One might think that co-creating, writing, and starring in a much-beloved television series might be pretty challenging. And you're probably right! But Dan Levy, the co-creator and star of the now-ended Schitt's Creek says that his latest project, an HBO special titled Coastal Elites was the "greatest challenge of my professional life.
"I'm not going to say I wasn't terrified," Levy tells Out. "That's a big, long monologue."
When Coast Elites initially came to the star, it was a theater production set to be put on at the Public Theater. At the time he had to turn it down because of scheduling, something he begrudgingly did. But in the wake of the ongoing global pandemic it turned into a television project with Jay Roach and Paul Rudnick, and the team rounded back to Levy.
"I had heard whispers of the cast and , you know, it's like Bette Midler and Issa Rae and Sarah Paulson and Kaitlyn Dever," Levy says. "You're thinking like okay, are they sure they've gotten the right person for this, because one of these things is not like the other. But I said yes and accepted the challenge and tried my best."
The show itself was a series of monologues from the titular coastal elites. Midler plays Miriam Nessler, a retired, flustered teacher recounting her side of the story in an interrogation room. Paulson plays Clarissa Montgomery, a frustrated YouTube meditation guru, and Dever plays Sharynn Tarrows, a nurse working during the ongoing global pandemic. Levy plays Mark Hesterman, a gay Hollywood actor, on the line with his therapist about a possible new job.
The monologue itself was "five plus pages" according to Levy who finds it difficult to "retain anything. But after a month of work, he had the lines down enough to begin the actual process of acting.
"There's so much acting you have to mine out of those moments because if you're going to hold someone's attention for 15 minutes or however long I speak, that is valuable time in someone's life," Levy explains. "So, I have to work to make sure that the time that someone spends with me in this monologue is respectful of that."

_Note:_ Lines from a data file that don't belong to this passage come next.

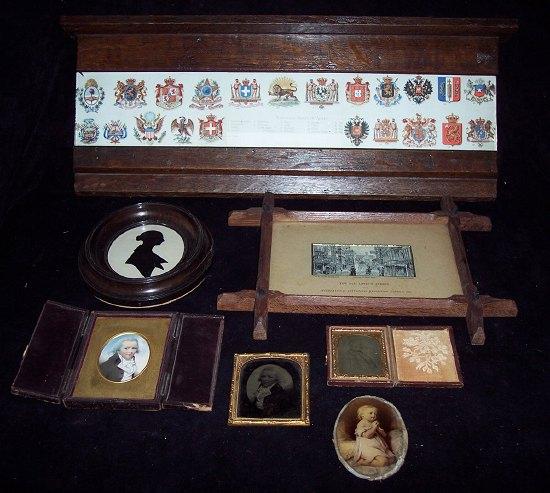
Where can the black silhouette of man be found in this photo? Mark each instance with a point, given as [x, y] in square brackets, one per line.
[143, 258]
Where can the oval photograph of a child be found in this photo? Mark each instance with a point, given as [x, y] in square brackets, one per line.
[124, 357]
[370, 438]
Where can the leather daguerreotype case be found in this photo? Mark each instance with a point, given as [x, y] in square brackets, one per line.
[270, 389]
[392, 356]
[121, 360]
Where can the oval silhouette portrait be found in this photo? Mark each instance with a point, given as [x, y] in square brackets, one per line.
[370, 438]
[124, 357]
[145, 251]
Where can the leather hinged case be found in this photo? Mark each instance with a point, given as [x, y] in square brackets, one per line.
[65, 360]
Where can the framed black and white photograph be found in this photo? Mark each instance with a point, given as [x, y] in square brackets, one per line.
[329, 259]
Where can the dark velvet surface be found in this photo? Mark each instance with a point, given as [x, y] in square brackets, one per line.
[491, 432]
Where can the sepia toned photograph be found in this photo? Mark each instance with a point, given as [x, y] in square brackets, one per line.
[370, 438]
[358, 356]
[124, 357]
[329, 259]
[270, 389]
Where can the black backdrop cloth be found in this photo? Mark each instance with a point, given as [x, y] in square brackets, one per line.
[491, 432]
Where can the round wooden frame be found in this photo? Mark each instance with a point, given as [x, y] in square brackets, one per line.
[117, 290]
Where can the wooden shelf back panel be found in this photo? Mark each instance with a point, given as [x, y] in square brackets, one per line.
[222, 160]
[287, 44]
[336, 187]
[280, 52]
[456, 306]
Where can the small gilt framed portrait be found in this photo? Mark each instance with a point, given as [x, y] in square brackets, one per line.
[270, 389]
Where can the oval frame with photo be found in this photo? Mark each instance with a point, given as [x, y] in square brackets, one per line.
[370, 438]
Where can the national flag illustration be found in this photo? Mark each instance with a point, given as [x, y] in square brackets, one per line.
[448, 89]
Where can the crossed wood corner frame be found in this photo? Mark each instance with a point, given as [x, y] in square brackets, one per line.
[470, 305]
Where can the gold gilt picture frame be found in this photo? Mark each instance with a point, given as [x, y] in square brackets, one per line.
[270, 389]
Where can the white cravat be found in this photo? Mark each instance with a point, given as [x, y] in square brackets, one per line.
[128, 366]
[261, 394]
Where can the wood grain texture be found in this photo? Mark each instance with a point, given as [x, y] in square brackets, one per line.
[251, 218]
[337, 187]
[455, 306]
[261, 311]
[474, 314]
[234, 24]
[280, 52]
[287, 44]
[341, 162]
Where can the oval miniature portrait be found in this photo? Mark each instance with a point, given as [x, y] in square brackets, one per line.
[124, 357]
[145, 251]
[370, 438]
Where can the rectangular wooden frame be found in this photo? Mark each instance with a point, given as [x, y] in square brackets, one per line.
[312, 44]
[471, 305]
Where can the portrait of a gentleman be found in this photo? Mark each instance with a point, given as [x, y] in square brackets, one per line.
[270, 393]
[124, 357]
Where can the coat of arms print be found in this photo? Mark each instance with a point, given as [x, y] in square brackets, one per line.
[284, 91]
[419, 131]
[480, 91]
[480, 131]
[245, 92]
[385, 130]
[357, 92]
[387, 92]
[130, 95]
[169, 95]
[115, 131]
[452, 131]
[148, 127]
[418, 89]
[322, 92]
[88, 131]
[356, 130]
[91, 96]
[207, 95]
[425, 351]
[182, 128]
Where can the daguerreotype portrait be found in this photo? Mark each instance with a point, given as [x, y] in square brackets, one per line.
[370, 438]
[358, 356]
[124, 357]
[270, 389]
[328, 259]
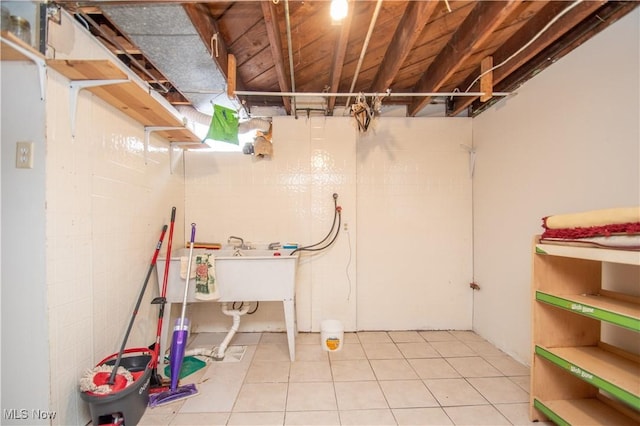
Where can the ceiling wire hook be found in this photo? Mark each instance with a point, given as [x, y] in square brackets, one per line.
[214, 38]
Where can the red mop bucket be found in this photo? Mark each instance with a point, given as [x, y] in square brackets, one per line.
[128, 404]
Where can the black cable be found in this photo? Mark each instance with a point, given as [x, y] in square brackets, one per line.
[254, 311]
[336, 214]
[309, 248]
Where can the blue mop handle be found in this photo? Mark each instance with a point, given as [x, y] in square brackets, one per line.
[186, 287]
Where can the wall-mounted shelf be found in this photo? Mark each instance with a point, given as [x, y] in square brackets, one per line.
[142, 105]
[14, 49]
[576, 378]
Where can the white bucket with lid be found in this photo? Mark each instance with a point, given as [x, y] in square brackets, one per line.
[331, 335]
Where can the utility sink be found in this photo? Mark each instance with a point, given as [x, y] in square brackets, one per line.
[252, 275]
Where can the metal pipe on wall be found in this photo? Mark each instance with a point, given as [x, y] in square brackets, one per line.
[293, 80]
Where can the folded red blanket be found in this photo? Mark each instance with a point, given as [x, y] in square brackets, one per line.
[591, 231]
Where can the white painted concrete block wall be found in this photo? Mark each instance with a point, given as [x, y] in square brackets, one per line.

The resulting character is good for those quirky, laughable one liners that are present in the trailer but also has the ability to turn introspective, poignant, and even political even at times. Levy says he was cast in the role because of his ability to do all of that on Schitt's, and coming into this production he had "five or six different conversations" with Roach about the character, sharing his own idea.
"I think I just wanted to make sure that this person never felt frivolous and that when people are watching -- even though off the top, you know, might make a judgment pass on like, is he really taking up this much of his therapists time talking about an audition -- that in the end you realize why he was so fixated on this audition," Levy explains. "That it actually meant something far beyond just getting a job, that this was an opportunity that he saw that never came around to him that often. Plus I think, as a gay actor in Hollywood I have been to those auditions where you are asked to be a version of yourself that is not authentic, that is not real but it's something that you that clearly someone feels is palatable for a mainstream audience. It's kind of a soul-crushing experience because on the one hand, you know, when you're a working actor you need the work. But at the same time, you're also struggling with your own sense of right and wrong and what's gonna make you feel good when you go to sleep at night. The fact that we were able to show that in this piece, I thought was really fresh, because there were definitely some moments of overlap between my experiences and the experiences of the character."